= Elizabeth Fisher (journalist) =

American author and editor

Elizabeth Fisher

Elizabeth Fisher (1924 – 1 January 1982, Sag Harbor, New York) was a US author and editor of the Aphra: The Feminist Literary Magazine. Fisher's best-known work is Woman's Creation: Sexual Evolution and the Shaping of Society, in which she tells the story of human evolution from a feminist point of view

== Life ==
Fisher attended Smith College in Northampton, Massachusetts and worked as a cultural columnist for The Rome American in Rome in the 1950s. She was also one of the founders of the literary magazine Aphra in 1969. Her articles have appeared in New York Times, in The Nation and in the New York Post. She taught at the Women's Writer's Centre at Cazenovia College as a visiting professor and taught Women's Studies at New York University. She was also a translator of novels and dramas.

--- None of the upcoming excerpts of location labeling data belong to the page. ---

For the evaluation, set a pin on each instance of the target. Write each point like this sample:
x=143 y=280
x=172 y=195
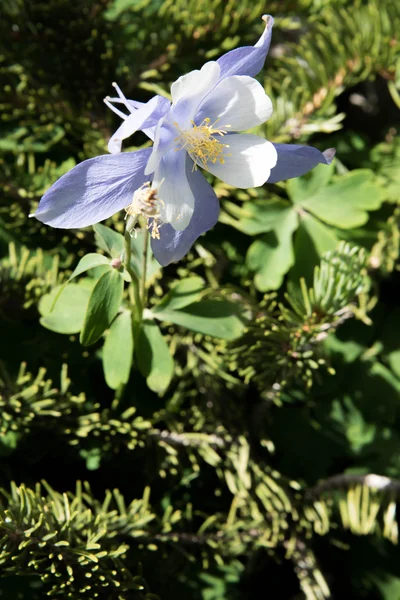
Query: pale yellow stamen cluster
x=201 y=144
x=145 y=203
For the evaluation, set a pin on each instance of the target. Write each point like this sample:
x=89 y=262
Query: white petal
x=163 y=141
x=189 y=90
x=130 y=125
x=177 y=200
x=248 y=161
x=237 y=103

Fisher was married and had one child. She committed suicide in her Sag Harbor studio on New Year's Day 1982.

== Work ==
Fisher's best-known work is Woman's Creation: Sexual Evolution and the Shaping of Society, in which she tells the story of human evolution from a feminist point of view. She begins with the question of why women are considered property that can be exchanged or sold. Men, as a clear contrast, first defined themselves through this possession. The (natural) sciences have not been spared these social attributions either. Nature was often defined as something to be conquered, possessed or mastered. Male sexuality was characterised not only as aggressive, but also as desirable. The woman was seen as "the first conquered territory", which was peacefully minded. Fisher criticises these naturalising attributions of the man as an aggressive conqueror, who had a naturally higher strength than the peaceful woman. It shows that there are other stories of the origins of humanity that were organised as matriarchy or egalitarianism. Drawing on sociology, ethnology and anthropology, Fisher argues that women were the first inventors in the hunter-gatherer phase. Thus, the development of agriculture and animal husbandry is said to be due to female innovation.

The seventh chapter of the book The Carrier Bag Theory of Evolution inspired the science fiction author Ursula K. Le Guin to write her essay The Carrier Bag Theory of Fiction, in which she conceptualises narration as a "carrier bag" in which various things and stories are gathered together.

The publication was nominated for the Pulitzer Prize in 1979.